面向几类微分博弈的自适应动态规划方法

CASIA OpenIR > 毕业生 > 博士学位论文

	面向几类微分博弈的自适应动态规划方法
	Zhang,Qichao1,2
	2017-05-25
学位类型	工学博士
中文摘要	作为一类由强化学习、最优控制和人工神经网络交叉融合产生的优化方法，自适应动态规划(Adaptive Dynamic Programming, ADP)通过模仿生物的学习机制与环境进行交互，利用交互数据不断学习和改进自身策略直到系统性能最优。由于ADP可以解决传统动态规划中的“维数灾难”问题，现已成为智能控制与计算智能领域最新的研究热点。值得注意的是，当前大多数的现代控制系统往往包含两个或多个控制单元甚至是多个子系统，这类控制问题可被看作为合作或竞争的非线性博弈问题。然而，目前的ADP方法在求解这类复杂非线性博弈问题时还存在着许多难点与不足，特别是针对存在不确定项、输入受限、模型未知等情况的微分博弈问题。
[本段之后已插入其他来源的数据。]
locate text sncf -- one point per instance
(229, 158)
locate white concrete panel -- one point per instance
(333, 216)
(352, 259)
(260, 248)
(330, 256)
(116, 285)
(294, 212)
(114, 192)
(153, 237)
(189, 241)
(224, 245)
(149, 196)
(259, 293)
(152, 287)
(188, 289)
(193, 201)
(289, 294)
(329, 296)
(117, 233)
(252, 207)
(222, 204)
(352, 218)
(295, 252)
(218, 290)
因此，利用ADP 思想解决复杂非线性微分博弈问题，具有重要的理论与实际意义。另一方面，如何设计ADP方法以提高数据的利用率，节省通信资源，减轻计算负担也是一个值得深入探讨的研究热点。本文在综述当前研究现状的基础上，以最优控制理论、强化学习、博弈论等为主要工具，研究非线性系统ADP理论和方法，用于解决几类复杂非线性微分博弈(零和博弈、非零和博弈、完全合作博弈)问题，同时改进算法以提高数据利用率，节省通信资源，减轻计算负担。论文的主要章节包含以下工作和贡献： 1. 面向二人零和博弈问题，提出了事件驱动自适应动态规划(Event-Triggered Adaptive Dynamic Programming, EADP)算法，并给出了网络收敛性证明。EADP算法可有效地节省通信资源，减轻计算负担，同时适用于求解H∞控制问题。通过设计神经网络逼近器来逼近最优的值函数、最优的控制策略和最坏的干扰策略，即得到二人零和博弈的一组近似纳什均衡解。最后给出了基于多层前馈神经网络的实现方法以及仿真验证。 2. 针对不确定非线性系统，利用最优控制的思想求解鲁棒控制问题。首先将不确定系统的鲁棒控制问题转换为相应辅助系统的合作博弈优化控制问题，同时在设计性能指标函数的时候考虑系统不确定项的影响，然后设计事件驱动条件确保所求得的最优控制器可以保证原不确定非线性系统的稳定性，这意味着该最优控制器也是原系统的鲁棒控制器。进而利用事件驱动自适应动态规划(EADP) 算法逼近所转化合作博弈问题的最优控制策略。最后在两个常见仿真系统上验证了算法的有效性。 3. 面向部分输入受限的完全合作博弈问题，提出数据驱动的自适应动态规划(Data-Driven Adaptive Dynamic Programming, DADP) 算法，DADP算法采用在线采集数据和离策略迭代学习的方法，不再依赖系统动力学信息和模型辨识过程。同样设计了三个神经网络逼近器，利用最小二乘法同时更新神经网络的权重来分别逼近最优值函数、输入受限控制策略和输入不受限控制策略，并采用李雅普诺夫(Lyapunov)方法证明了闭环系统的一致最终有界性(Uniformly Ultimately Bounded, UUB)。 4. 面向模型未知的N人非零和博弈问题，利用模型辨识的方法，通过设计恰当的神经网络辨识器辨识系统动力学模型，基于辨识的模型采用单评判网络结构逼近哈密顿-雅克比方程的解。在设计模型辨识器和评判网络的时候，结合经验回放技术，同时利用部分历史数据和当前数据更新神经网络权重，加快了神经网络的收敛速度，基于此提出了经验回放的单评判网络自适应动态规划(Single-Network ADP with Experience Replay,SAER)算法并证明了算法的收敛性，分别在线性和非线性非零和博弈系统上的仿真实验验证了算法的有效性。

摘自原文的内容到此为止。